PROKEPRI.COM, TANJUNGPINANG – Enam orang pejabat dilingkungan Pemerintahan Kabupaten (Pemkab) Natuna kembali diperiksa tim penyidik Kejaksaan Tinggi (Kejati) Kepri sebagai saksi dugaan korupsi tunjangan perumahan bagi pimpinan dan anggota DPRD Natuna tahun 2011-2015 senilai Rp7,7 miliar, Senin (7/8)

Dalam kasus ini, Kejati Kepri telah menetapkan sebanyak lima tersangka dan dua diantaranya, mantan Bupati Kabupaten Natuna, Raja Amirullah dan Ilyas Sabli. Kemudian Hadi Chandra, mantan Ketua DPRD Natuna periode 2009-2014, Syamsurizon, Sekda Kabupaten Natuna periode 2011-2016 yang juga Ketua tim TAPD serta Makmur, Sekretaris Dewan (Sekwan) Natuna periode 2009-2012.

Informasi diperoleh, sedikitnya ada 6 orang pejabat dilingkungkan Pemkab Natuna yang diperiksa kali ini, termasuk Sekretaris DPRD (Sekwan) Natuna saat ini, yakni Marzuki.

Kemudian Harmidi, mantan Bendahara pada DPRD Natuna tahun 2013-2014, Erni Ernawati, mantan Kasubag Keuangan pada DPRD Natuna, termasuk Ishak, Bendahara DPRD Natuna saat ini. Yessi Tri wahyuni, Bendahara DPRD Natuna periode 2011-2012, serta Heru Chandra, Kepala Sub Bagian Perencanaan Verifikasi dan Evaluasi pada Sekretariat DPRD Natuna.

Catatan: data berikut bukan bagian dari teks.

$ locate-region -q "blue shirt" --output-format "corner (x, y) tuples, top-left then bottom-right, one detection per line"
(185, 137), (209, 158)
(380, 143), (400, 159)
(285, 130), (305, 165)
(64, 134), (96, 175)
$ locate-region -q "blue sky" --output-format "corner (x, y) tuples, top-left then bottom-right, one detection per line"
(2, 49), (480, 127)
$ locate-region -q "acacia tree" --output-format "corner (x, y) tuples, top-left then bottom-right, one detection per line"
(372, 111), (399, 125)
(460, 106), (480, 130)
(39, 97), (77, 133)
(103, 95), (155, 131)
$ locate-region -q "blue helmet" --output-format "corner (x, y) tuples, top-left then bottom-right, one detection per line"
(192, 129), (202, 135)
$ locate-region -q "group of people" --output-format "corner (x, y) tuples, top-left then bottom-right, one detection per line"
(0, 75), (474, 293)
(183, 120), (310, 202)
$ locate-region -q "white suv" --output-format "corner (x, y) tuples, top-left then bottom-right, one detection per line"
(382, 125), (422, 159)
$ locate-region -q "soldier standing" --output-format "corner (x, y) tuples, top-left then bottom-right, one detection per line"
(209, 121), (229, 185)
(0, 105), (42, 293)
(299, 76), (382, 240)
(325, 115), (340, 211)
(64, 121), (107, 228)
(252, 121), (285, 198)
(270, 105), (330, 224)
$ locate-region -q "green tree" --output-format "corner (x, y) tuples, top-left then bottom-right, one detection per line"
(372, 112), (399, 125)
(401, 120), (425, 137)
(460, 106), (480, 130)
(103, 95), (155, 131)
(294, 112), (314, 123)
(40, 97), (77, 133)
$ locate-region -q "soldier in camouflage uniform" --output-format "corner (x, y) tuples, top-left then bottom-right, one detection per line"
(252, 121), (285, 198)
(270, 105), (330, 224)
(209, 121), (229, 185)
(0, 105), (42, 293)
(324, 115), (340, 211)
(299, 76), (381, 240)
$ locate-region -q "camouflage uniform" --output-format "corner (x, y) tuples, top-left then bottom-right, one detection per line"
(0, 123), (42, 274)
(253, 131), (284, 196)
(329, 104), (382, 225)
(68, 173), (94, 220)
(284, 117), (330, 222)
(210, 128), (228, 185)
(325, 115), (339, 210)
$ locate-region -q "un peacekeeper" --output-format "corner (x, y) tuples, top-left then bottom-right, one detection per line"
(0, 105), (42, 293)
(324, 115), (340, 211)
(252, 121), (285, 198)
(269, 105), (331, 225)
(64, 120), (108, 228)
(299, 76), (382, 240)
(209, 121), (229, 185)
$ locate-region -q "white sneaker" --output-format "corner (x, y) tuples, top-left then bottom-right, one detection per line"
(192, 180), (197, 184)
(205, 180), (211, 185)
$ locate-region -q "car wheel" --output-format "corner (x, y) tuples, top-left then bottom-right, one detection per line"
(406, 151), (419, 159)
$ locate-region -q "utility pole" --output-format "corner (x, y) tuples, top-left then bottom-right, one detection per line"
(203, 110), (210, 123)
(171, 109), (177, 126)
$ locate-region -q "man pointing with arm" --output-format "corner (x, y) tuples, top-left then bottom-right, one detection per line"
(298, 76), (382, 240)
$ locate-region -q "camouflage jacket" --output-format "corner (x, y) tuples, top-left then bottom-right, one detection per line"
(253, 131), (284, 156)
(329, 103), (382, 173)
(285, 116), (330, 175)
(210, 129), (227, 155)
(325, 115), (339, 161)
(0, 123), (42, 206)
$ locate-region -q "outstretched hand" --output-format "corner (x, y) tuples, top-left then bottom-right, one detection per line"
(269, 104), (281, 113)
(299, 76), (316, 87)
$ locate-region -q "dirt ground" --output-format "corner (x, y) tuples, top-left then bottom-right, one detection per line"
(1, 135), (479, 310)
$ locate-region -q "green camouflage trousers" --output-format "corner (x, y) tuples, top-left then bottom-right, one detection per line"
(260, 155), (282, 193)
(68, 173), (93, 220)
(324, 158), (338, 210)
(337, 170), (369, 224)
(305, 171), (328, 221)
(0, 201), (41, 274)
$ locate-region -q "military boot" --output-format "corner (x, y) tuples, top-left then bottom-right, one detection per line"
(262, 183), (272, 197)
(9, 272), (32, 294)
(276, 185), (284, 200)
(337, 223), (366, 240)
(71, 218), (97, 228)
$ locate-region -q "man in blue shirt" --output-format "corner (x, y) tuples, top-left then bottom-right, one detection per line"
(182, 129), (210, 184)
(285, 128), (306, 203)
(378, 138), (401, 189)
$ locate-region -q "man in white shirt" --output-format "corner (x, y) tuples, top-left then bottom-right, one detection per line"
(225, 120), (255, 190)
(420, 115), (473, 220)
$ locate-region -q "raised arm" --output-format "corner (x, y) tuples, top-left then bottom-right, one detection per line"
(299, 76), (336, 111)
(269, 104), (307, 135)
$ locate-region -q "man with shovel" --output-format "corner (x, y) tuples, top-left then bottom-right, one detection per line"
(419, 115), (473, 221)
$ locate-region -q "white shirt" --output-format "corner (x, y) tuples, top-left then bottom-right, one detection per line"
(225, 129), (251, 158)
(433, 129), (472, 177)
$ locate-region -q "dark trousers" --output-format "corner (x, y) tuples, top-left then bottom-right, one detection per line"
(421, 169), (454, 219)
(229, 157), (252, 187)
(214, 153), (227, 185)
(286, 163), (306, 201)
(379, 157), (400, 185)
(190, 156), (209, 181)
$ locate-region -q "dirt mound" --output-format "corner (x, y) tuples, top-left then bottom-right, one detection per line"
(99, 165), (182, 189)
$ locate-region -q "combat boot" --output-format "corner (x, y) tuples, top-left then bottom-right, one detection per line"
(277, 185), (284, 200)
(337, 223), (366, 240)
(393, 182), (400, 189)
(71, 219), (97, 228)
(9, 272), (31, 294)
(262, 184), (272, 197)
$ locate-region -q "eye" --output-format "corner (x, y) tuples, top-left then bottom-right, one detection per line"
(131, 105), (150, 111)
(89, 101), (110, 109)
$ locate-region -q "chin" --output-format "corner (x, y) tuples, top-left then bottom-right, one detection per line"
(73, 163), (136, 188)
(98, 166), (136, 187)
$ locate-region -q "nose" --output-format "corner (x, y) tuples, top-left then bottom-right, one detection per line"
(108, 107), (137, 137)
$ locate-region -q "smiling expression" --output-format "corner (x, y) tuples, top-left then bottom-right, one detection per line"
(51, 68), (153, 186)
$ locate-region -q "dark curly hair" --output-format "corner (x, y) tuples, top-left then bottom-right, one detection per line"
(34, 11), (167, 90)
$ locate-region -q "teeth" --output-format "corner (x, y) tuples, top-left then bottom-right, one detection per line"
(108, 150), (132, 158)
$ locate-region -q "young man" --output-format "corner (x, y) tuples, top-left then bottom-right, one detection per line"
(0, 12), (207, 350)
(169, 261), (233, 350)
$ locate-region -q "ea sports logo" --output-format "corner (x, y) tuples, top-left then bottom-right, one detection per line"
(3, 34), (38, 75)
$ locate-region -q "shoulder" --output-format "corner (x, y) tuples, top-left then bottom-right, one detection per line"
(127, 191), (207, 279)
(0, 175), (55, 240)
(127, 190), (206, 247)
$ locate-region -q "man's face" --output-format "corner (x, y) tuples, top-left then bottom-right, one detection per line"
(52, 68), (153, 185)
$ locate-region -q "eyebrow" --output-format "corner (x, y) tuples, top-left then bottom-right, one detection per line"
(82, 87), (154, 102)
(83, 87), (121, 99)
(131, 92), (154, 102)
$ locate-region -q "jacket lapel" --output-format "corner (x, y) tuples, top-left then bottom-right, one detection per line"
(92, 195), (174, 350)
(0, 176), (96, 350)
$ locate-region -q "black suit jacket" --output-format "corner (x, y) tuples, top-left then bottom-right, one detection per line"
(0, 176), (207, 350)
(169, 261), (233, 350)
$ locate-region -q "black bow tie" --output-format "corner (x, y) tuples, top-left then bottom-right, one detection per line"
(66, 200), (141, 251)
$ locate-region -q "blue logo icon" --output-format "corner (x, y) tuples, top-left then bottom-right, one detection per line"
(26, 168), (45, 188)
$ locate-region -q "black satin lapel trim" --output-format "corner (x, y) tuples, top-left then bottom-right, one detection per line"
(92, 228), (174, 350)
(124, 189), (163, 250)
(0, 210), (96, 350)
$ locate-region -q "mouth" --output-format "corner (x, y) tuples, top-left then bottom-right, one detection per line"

Sejumlah pejabat Natuna tersebut diketahui mulai datang ke Kantor Kejati Kepri di Senggarang Tanjungpinang sejak pukul 09.00 WIB. Setelah melapor, mereka kemudian langsung masuk keruang penyidik tindak pidana khusus (Pidsus) Kejati Kepri dengan menjawab sejumlah pertanyaan yang diajukan.

Asisten Tindak Pidana Khusus (Aspidsus) Kejati Kepri, Ferry Tass SH MH Msi membenarkan adanya pemeriksaan sejumlah pejabat dilingkungan Pemkab Natuna tersebut untuk diambil keterangannya sebagai saksi dugaan korupsi tunjangan perumahan bagi pimpinan dan anggota DPRD Natuna tahun 2011-2015 tersebut.

“Sedianya ada tujuh orang yang kita panggil hari ini untuk diambil keterangan mereka sebagai saksi. Namun yang datang baru ada enam orang, dan satu lagi berhalangan hadir dengan alasan tertentu,” kata Ferry Tass.

Disamping sejumlah saksi tersebut, lanjut Aspidsus Kejati Kepri ini, pihanya juga telah melakukan pemanggilan sejumlah saksi lain untuk datang besok (hari ini-red) untuk diambil keterangan guna melengkapi berkas tersangka yang telah ditetapkan sebelumnya dalam perkara ini.

“Masih banyak saksi lain dari pejabat Natuna yang berkaitan dalam perkara ini yang masih kita periksa kembali untuk melengkapi berkas dari para tersangka yang telah kita tetapkan sebelumnya tersebut,” ucap Ferry Tass.

Selain para saksi, kata Ferry Tass, pihaknya juga nanti akan memanggil masing-masing tersangka untuk diperiksa sebagai saksi bagi tersangka lain dalam perkara yang sama (saksi Mahkota-Red).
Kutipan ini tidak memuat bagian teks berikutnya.